In a potentially bad sign for Kering, luxury shoppers’ tastes are becoming more conservative as the outlook for the global economy weakens. According to Bank of America’s Brand Leading Indicator, which tracks search engine data, website visits and social media followers for major luxury labels, understated brands are now outperforming flamboyant labels online. Gucci is languishing toward the bottom of the bank’s tracker.

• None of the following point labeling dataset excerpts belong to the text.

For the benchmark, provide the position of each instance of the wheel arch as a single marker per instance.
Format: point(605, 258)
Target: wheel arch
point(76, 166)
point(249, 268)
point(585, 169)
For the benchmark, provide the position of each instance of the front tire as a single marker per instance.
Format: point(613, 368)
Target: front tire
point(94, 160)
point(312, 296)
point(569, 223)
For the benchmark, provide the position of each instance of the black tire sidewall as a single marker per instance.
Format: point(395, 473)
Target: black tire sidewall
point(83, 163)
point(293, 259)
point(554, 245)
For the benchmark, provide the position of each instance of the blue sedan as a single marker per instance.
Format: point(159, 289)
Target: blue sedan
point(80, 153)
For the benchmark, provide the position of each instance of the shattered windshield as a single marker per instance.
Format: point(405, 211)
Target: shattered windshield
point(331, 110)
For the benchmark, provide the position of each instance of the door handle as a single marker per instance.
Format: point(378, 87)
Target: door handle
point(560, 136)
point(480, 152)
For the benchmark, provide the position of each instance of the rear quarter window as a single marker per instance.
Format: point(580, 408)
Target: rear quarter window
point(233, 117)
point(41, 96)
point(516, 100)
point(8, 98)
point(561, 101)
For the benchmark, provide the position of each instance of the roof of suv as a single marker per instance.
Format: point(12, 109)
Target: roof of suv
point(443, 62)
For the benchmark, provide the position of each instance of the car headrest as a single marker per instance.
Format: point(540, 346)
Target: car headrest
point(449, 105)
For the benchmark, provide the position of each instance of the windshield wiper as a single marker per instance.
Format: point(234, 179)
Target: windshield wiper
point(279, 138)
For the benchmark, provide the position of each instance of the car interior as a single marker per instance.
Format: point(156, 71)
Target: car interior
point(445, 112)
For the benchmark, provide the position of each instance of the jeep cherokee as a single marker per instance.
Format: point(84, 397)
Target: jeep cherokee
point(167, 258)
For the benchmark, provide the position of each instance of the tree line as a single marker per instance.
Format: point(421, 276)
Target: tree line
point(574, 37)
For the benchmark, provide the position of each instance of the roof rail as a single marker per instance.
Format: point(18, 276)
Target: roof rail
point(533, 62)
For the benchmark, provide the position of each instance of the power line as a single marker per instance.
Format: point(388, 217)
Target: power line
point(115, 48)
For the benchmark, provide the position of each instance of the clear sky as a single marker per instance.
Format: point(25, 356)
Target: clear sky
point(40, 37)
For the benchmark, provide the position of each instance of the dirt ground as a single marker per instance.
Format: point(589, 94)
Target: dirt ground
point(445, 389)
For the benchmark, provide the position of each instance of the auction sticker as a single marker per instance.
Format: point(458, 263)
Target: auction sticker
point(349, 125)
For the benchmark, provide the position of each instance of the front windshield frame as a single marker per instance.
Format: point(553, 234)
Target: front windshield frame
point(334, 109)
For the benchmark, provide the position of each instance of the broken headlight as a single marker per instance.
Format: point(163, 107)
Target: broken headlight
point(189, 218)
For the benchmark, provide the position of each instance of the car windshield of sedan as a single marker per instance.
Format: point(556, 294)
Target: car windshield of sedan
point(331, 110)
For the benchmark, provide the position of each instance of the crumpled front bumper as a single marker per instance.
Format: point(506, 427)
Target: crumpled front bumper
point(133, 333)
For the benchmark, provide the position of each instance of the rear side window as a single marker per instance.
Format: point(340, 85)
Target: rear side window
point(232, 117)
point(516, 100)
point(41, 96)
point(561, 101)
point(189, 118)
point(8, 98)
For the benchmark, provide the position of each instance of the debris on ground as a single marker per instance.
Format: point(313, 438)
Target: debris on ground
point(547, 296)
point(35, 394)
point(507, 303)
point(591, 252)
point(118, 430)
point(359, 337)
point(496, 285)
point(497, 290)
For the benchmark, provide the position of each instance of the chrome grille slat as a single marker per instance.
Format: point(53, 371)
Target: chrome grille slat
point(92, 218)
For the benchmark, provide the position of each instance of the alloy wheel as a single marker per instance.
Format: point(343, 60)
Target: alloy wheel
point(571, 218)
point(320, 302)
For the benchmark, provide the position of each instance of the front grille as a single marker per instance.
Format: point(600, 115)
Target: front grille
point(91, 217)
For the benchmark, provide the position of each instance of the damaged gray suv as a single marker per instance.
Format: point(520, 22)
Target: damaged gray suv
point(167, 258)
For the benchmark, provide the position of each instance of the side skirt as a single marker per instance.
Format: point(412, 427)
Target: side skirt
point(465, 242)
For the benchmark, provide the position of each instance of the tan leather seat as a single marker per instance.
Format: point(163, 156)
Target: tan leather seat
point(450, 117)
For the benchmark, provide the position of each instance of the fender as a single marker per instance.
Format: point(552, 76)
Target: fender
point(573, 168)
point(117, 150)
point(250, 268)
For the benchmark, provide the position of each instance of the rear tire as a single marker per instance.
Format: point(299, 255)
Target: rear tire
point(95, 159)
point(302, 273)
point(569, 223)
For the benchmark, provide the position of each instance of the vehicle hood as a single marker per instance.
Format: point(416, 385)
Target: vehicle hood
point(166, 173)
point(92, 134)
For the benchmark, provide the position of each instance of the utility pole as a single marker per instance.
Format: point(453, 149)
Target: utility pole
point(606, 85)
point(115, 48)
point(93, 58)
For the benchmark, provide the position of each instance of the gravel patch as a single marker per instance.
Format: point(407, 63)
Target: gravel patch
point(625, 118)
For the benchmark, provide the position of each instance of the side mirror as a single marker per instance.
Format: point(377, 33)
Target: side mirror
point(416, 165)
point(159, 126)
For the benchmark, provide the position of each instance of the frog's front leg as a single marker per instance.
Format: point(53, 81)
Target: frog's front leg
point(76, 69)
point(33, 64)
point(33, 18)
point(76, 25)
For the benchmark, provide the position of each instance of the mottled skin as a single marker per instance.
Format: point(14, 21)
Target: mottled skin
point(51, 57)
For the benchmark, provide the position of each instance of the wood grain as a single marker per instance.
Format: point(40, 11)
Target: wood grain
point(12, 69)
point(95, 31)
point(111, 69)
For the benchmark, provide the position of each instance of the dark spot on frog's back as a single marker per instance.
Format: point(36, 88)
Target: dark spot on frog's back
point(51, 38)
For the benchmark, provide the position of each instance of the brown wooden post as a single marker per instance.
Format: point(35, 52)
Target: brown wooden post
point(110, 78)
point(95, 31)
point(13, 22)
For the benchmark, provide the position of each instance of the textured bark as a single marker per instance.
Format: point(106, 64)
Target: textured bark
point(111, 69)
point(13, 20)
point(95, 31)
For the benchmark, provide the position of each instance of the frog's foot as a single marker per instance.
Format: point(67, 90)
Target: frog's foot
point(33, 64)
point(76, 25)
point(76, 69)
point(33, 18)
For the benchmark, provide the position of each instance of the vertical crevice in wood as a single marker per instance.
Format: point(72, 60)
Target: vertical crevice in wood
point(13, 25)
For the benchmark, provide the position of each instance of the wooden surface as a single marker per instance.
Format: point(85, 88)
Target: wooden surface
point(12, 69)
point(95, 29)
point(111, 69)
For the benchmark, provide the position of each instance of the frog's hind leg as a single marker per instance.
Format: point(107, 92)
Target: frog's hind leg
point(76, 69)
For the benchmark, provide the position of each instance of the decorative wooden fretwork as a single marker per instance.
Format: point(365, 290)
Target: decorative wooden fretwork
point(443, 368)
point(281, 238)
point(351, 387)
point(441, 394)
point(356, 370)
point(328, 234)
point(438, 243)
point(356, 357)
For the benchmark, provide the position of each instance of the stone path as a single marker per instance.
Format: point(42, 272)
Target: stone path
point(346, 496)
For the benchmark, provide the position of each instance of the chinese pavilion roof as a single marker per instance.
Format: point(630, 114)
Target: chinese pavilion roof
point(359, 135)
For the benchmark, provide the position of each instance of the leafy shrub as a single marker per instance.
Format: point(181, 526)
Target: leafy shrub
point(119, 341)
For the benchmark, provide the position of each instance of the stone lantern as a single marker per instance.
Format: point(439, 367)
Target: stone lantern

That said, Gucci’s hit 2015 turnaround was also launched in a slow market for luxury. But Kering can’t afford to take the same risks today with its most important asset. Gucci is now a €10.5 billion label and generated 51% of Kering’s overall sales and 67% of operating profit in 2022. This is up from 34% of sales and 63% of operating profit the year Bizzarri took over.
The good news is that Kering’s billionaire owner Francois-Henri Pinault stepped in early with a management shake-up. His right-hand man Jean-François Palus will become interim CEO to make sure the launch of Gucci’s new look goes off without a hitch. A search for a permanent boss will begin later this year.
Expectations for the turnaround are low. Kering’s shares trade at a 40% discount to the European luxury average as a multiple of expected earnings over the next 12 months and it is the second-cheapest stock in the industry after Swiss watchmaker Swatch. That seems overly pessimistic. For Kering to change perceptions, though, it needs to show that Gucci can deliver steady growth. Reviving sales won’t come cheap either—ad budgets are swelling across the luxury industry as brands work harder for customers’ attention.
Even if the models in Gucci’s soon-to-be unveiled ad campaign look nonchalant, the reality behind the scenes is very different. Kering has a lot riding on the brand’s turnaround and is working furiously to convince shoppers to buy.